Inclino-me pela primeira hipótese, a presença estatal levou à concentração. A competição e os prêmios conseqüentes impulsionaram o processo de crescimento num único local e esvaziamento nos outros. Chego a essa conclusão vendo o exemplo do bumba-meu-boi, que permaneceu aberto à participação popular em todos os cantos da cidade, e não somente no circuito oficial, recebendo pouco auxílio público relativamente ao Carnaval. Não seguiu o caminho deste, para não virar boi de Parintins. O Carnaval embarcou na carioquice e, em certa época, na baianice, mas já teve a característica de acontecer em toda a cidade, pelo menos aquele de meu tempo de criança e adolescente, quando cada bairro tinha suas próprias brincadeiras.
Não podemos deixar nos interrogar sobre o papel do apoio oficial: É benéfico ou prejudicial às manifestações culturais populares?

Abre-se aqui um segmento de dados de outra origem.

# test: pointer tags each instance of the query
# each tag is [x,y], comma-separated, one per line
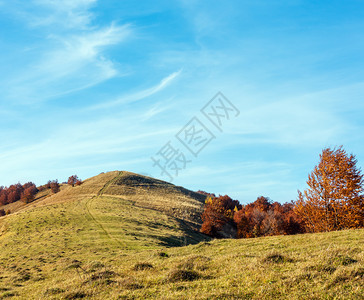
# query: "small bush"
[142,266]
[182,275]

Sua prática conduz necessariamente a algum tipo de dirigismo cultural? O Carnaval nasceu e se desenvolveu espontaneamente, alimentado por suas próprias raízes culturais. Começou a receber apoio público somente após ter obtido da sociedade certificado de plena maioridade cultural. Não precisou de nada no início a não ser do próprio apoio popular para ter natural vigor. Por isso, espalhava-se por todos os cantos. O reggae, goste-se ou não dele, cresceu, isto é fato, no meio do povo, sem tutelas estatais.
Não se trata de ser contra ou favor do apoio. Mas de saber em que condições e a quem ele deve ser oferecido, ou não. É chegado o momento de se iniciar amplo debate sobre o assunto.